Im Jahr 2006 spitzte sich die Konfrontation zunächst weiter zu. Die DPRK führte Anfang Juli mehrere Testabschüsse von Raketen mit größerer Reichweite durch. Südkorea reagierte mit der Einstellung der Lebensmittelhilfe für den Norden. Am 15. Juli verabschiedete der UNO-Sicherheitsrat erstmals Sanktionen gegen die DPRK. Sie bezogen sich auf die Lieferung von Material und Technologie für den Raketenbau. Am 9. Oktober gab die Regierung in Pjöngjang die erste Versuchsexplosion eines nuklearen Sprengsatzes bekannt. Am 16. Oktober folgte ein weiterer Sanktionsbeschluss des Sicherheitsrats. Zwei Wochen später stimmte die DPRK der Wiederaufnahme der Sechsergespräche zu, die seit November 2005 unterbrochen gewesen waren.

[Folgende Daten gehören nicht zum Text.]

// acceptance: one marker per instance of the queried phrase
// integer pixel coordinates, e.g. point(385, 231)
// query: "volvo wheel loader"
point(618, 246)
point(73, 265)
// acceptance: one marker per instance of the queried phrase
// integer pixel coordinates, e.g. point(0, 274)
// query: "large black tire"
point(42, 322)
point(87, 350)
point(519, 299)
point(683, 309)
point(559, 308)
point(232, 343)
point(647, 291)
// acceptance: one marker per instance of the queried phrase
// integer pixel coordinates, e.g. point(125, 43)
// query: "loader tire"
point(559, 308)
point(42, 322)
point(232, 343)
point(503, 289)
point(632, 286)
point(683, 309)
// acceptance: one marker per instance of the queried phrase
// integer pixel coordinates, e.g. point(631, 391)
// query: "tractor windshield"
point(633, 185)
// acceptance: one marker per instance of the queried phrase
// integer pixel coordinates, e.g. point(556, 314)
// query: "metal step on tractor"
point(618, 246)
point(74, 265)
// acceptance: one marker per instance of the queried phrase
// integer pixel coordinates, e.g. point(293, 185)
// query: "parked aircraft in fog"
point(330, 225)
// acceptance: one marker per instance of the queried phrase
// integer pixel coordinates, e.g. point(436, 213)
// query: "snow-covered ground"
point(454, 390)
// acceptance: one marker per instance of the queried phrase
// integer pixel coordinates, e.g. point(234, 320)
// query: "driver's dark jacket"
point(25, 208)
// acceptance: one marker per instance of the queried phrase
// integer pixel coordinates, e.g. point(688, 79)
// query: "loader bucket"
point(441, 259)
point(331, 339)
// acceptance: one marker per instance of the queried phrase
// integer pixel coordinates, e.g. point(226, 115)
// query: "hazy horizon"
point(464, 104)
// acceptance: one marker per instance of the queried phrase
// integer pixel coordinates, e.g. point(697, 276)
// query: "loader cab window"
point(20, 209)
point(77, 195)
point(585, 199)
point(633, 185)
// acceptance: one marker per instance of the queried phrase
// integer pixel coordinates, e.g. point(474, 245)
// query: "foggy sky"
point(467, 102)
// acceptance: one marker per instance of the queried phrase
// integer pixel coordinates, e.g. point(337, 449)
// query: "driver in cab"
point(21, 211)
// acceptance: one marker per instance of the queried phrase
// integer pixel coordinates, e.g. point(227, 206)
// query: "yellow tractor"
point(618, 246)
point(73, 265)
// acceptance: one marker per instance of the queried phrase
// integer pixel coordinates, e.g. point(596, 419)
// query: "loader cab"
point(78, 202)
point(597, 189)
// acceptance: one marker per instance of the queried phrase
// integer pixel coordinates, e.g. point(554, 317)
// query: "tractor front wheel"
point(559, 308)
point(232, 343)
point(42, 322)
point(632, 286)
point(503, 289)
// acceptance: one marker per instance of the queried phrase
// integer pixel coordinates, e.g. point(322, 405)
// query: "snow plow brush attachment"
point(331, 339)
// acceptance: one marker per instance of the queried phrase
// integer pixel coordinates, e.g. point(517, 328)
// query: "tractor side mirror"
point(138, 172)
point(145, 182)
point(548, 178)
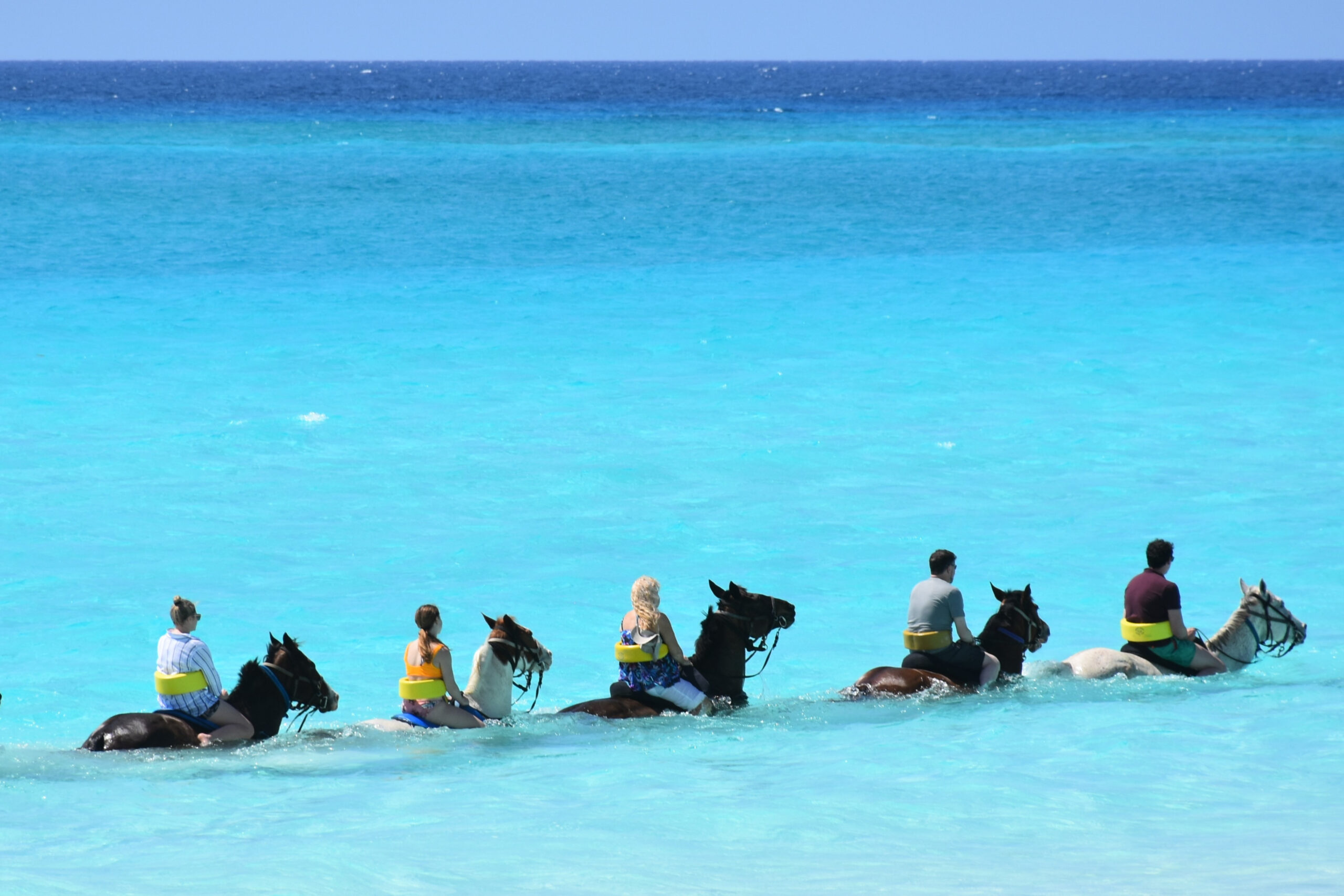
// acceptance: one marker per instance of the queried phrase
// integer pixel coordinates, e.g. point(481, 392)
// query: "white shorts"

Als Fazit des bisherigen Streitverlaufs, rückblickend auf rund 15 Jahre, ist zu vermuten, dass die USA auch künftig keine Normalisierung ihrer Beziehungen zur DPRK anstreben und zu keinen echten, dauerhaften Kompromissen bereit sind. Auf der anderen Seite ist einzuschätzen, dass in absehbarer Zeit keine US-Regierung den Konflikt zu einer militärischen Konfrontation eskalieren lassen will. Der Schwerpunkt der aggressiven amerikanischen Militärstrategie liegt auf viele Jahre eindeutig im Nahen und Mittleren Osten. Das lässt keine größeren Nebenschauplätze mehr zu. Außerdem sind die wichtigsten Verbündeten der USA in Nordostasien, Südkorea und Japan, wegen der weitreichenden Folgewirkungen ganz entschieden gegen einen Krieg auf der koreanischen Halbinsel. Und nicht zuletzt würden die USA durch Militärschläge gegen die DPRK ihre bisher recht erfolgreiche Zusammenarbeit mit Russland und China zur Isolierung Irans aufs Spiel setzen.